Abnormal Low-Frequency Corticokinematic Coherence in Stroke: An Electroencephalography and Acceleration Study

Ping Xie, Ying Wang, Jian Yu, Yan Lv, Shengcui Cheng, Yingying Hao, Xiaoling Chen, Tengyu Zhang, Jie Chen

Abstract

Motor control is a complex process of coordination and information interaction among neural, motor, and sensory functions. Investigating the correlation between motor-physiological information helps to understand the human motor control mechanisms and is important for the assessment of motor function status. In this manuscript, we investigated the differences in the neuromotor coupling analysis between healthy controls and stroke patients in different movements. We applied the corticokinematic coherence (CKC) function between the electroencephalogram (EEG) and acceleration (ACC) data.

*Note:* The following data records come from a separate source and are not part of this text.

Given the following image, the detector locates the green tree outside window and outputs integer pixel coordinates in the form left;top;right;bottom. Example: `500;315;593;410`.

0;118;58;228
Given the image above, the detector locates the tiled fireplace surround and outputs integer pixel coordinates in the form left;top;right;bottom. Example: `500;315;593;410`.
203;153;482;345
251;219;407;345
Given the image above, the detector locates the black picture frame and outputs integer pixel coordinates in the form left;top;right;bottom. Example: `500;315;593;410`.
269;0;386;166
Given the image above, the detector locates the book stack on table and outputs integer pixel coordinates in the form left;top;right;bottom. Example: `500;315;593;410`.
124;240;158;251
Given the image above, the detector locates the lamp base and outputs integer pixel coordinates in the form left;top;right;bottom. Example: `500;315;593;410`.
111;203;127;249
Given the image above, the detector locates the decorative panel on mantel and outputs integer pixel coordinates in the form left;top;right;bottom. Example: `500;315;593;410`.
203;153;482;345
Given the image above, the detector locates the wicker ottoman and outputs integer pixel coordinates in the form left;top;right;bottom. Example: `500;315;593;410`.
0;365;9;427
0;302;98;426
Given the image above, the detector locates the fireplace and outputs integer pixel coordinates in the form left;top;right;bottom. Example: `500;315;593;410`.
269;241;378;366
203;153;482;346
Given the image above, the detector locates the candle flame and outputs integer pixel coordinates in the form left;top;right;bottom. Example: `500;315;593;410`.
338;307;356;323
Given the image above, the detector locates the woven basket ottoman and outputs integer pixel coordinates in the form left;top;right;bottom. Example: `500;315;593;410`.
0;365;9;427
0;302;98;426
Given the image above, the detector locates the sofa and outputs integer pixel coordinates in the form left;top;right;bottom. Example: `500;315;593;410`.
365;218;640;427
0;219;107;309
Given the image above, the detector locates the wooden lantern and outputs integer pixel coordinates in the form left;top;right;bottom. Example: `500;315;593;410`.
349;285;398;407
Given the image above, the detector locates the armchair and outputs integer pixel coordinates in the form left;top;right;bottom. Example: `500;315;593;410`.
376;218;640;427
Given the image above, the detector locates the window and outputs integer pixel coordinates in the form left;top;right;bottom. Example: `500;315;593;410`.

First, we collected the EEG and ACC data from 10 healthy controls and 10 stroke patients under the task of movement execution (ear touch and knee touch) and movement maintenance (ear touch and knee touch). After the preprocessing of raw data, we used frequency domain coherence method to analyze the full-frequency EEG and ACC data, which could be concluded that the CKC intensity in the movement execution was higher than that in the movement maintenance. However, there was no significant difference between healthy subjects and stroke patients. Secondly, the coherence results in local frequency bands showed that low-frequency bands could better reflect the difference between movement execution and maintenance. The intensity of coherence in healthy subjects was significantly higher than that in other bands, but not in stroke patients. Further comparison of coherence results in local frequency bands showed that the intensity of theta band in healthy controls was significantly higher than other rhythms, especially in the knee touch phase. Therefore, we infer that neurodynamic coupling analysis based on EEG and ACC data can show the differences between healthy subjects and stroke patients. Such researches could add to the understanding of neuro-motor control mechanisms and provide new quantitative indicators on the motor function assessment.

摘要

运动控制是神经、运动和感觉功能之间协调和信息交互的复杂过程。研究运动-生理信息之间的相关性有助于了解人类的运动控制机制,对评估运动功能状态具有重要意义。在本手稿中,我们研究了健康对照组和脑卒中患者在不同运动中神经运动耦合分析的差异。我们在脑电图(EEG)和加速度(ACC)数据之间应用了皮质运动学相干(CKC)函数。首先,我们收集了 10 名健康对照组和 10 名脑卒中患者在动作执行(触耳和触膝)和动作维持(触耳和触膝)任务下的脑电图和加速度(ACC)数据。在对原始数据进行预处理后,我们使用频域相干法对全频脑电图和 ACC 数据进行了分析,结果表明,运动执行时的 CKC 强度高于运动维持时的 CKC 强度。然而,健康受试者与脑卒中患者之间并无明显差异。其次,局部频段的相干性结果显示,低频段更能反映运动执行和运动维持之间的差异。健康受试者的相干强度明显高于其他频段,而脑卒中患者则不然。进一步比较局部频段的一致性结果显示,健康对照组的θ频段强度明显高于其他节律,尤其是在触膝阶段。因此,我们推断,基于脑电图和 ACC 数据的神经动力耦合分析可以显示健康受试者和脑卒中患者之间的差异。此类研究可加深对神经运动控制机制的理解,并为运动功能评估提供新的量化指标。